Il me regarda avec ébahissement.
-Je voulais juste que tu puisses vivre une semaine sans problèmes... juste… en souriant, comme tu le faisais si bien jusque maintenant, finis-je d'un ton irrité.
Je baissais les yeux.
-Tu penses peut-être que c'était une erreur, mais moi je sais que j'ai eu raison.
Pendant quelques instants il ne dit rien. Puis son regard se posa sur la porte, derrière moi. Enfin, il me serra dans ses bras. Là, j'éclatais en sanglots. Je n'avais pourtant jamais pleuré devant ma console de jeu ! Mais ici, tout était différent… c'était un ami qui se rendait, les bras ouverts, vers la mort. Il me serrait contre lui.
-Tu ne quitteras pas Sora d'une semelle, d'accord ? sourit-il.
Ses larmes coulaient dans mon dos. Il semblait éprouver de la tristesse.
-Je te le promets.
-Fais en sorte qu'il arrive au bout de cette histoire indemne.
-Je ferai tout pour qu'il y arrive, crois-moi. Je te le promets.
Il prit mon visage dans ses mains.
-Merci, Gabrielle.
Je souris d'un air triste alors que les larmes inondaient toujours mes yeux et mon visage.
-Et une dernière chose. Tu lui expliqueras d'où tu viens ? Tu ne m'as jamais vraiment répondu…
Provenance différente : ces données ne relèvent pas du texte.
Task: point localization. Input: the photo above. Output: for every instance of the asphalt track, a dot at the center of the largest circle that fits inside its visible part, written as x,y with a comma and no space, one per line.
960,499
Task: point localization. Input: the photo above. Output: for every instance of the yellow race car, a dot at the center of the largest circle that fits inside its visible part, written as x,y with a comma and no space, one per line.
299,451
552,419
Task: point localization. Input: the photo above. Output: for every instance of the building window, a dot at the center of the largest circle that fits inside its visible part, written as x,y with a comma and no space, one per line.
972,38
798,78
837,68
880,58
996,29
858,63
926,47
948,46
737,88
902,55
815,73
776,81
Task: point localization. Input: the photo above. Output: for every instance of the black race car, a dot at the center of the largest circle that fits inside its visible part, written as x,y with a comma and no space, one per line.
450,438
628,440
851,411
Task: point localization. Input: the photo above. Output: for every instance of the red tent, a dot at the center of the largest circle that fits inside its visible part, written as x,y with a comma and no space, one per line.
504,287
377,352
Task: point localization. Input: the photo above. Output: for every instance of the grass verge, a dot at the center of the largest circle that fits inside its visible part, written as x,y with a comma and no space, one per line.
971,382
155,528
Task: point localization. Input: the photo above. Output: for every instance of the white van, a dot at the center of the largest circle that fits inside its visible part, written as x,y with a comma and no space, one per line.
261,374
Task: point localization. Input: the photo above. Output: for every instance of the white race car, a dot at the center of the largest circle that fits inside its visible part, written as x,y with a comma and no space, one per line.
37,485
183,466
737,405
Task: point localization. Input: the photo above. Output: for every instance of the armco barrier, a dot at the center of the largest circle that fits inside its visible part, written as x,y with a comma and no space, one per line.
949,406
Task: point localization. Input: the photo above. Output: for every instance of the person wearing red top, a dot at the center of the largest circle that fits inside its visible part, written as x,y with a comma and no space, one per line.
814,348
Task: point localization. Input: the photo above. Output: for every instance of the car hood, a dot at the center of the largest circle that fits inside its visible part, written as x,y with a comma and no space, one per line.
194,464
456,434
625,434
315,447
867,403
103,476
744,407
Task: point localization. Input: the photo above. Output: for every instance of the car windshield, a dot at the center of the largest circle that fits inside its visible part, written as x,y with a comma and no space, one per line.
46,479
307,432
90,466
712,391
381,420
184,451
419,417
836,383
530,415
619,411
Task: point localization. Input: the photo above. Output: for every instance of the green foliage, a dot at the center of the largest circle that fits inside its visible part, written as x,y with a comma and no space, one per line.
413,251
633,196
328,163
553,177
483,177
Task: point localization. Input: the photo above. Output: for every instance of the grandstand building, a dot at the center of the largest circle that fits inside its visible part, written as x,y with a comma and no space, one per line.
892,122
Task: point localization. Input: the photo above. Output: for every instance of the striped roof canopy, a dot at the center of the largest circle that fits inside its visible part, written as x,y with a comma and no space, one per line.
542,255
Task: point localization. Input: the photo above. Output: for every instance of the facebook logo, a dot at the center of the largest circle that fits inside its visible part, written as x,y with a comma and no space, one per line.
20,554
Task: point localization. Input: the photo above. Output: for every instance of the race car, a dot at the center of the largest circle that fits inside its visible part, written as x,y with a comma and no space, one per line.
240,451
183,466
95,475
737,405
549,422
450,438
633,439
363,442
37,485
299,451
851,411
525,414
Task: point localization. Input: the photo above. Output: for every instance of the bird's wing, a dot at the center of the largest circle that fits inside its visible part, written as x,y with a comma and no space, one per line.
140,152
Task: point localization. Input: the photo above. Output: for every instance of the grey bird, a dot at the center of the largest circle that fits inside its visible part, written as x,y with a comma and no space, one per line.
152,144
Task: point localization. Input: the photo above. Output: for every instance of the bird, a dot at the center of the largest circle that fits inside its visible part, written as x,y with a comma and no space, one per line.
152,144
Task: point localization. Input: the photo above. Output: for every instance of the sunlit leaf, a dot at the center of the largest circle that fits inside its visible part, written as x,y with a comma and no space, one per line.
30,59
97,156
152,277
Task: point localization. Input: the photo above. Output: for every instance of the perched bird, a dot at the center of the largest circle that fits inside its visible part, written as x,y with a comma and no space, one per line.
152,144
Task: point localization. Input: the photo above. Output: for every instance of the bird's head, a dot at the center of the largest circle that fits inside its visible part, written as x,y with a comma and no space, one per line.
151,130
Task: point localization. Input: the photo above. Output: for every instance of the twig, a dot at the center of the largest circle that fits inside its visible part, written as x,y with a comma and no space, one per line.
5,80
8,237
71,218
Nous rîmes. C'était un tableau très triste.
-Je vais y aller seul.
Il m'embrassa sur le front et me repoussa légèrement.
-Tu avais raison. Tu as été formidable ces 5 derniers jours. Je ne sais pas ce que j'aurais fait sans toi.
Moi, je savais ce qu'il aurait fait sans moi.
-Bon. Nos chemins se quittent là.
-Nous nous reverrons. Crois-moi.
Il posa sa main sur la poignée puis, au dernier moment, se retourna vers moi.
-Protège Sora, Gabrielle. Merci.
Il ferma la porte derrière lui. A ce moment là, je m'effondrai sur le sol blanc brillant de la petite pièce où j'étais. Les larmes recommencèrent à couler, plus bruyantes et nombreuses que la première fois. Au début, je trouvais ça fantastique mais maintenant, plus rien n'avait d'importance. Je me mis en boule sur le sol froid et attendis en sanglotant.
Perdre son cœur devait se rapprocher grandement de cette sensation.
Soudain, il y eut une forte lumière. Plus grande encore que celle que produisait la Keyblade. Mes yeux se fermèrent doucement.
Oui, plus rien n'avait d'importance, désormais.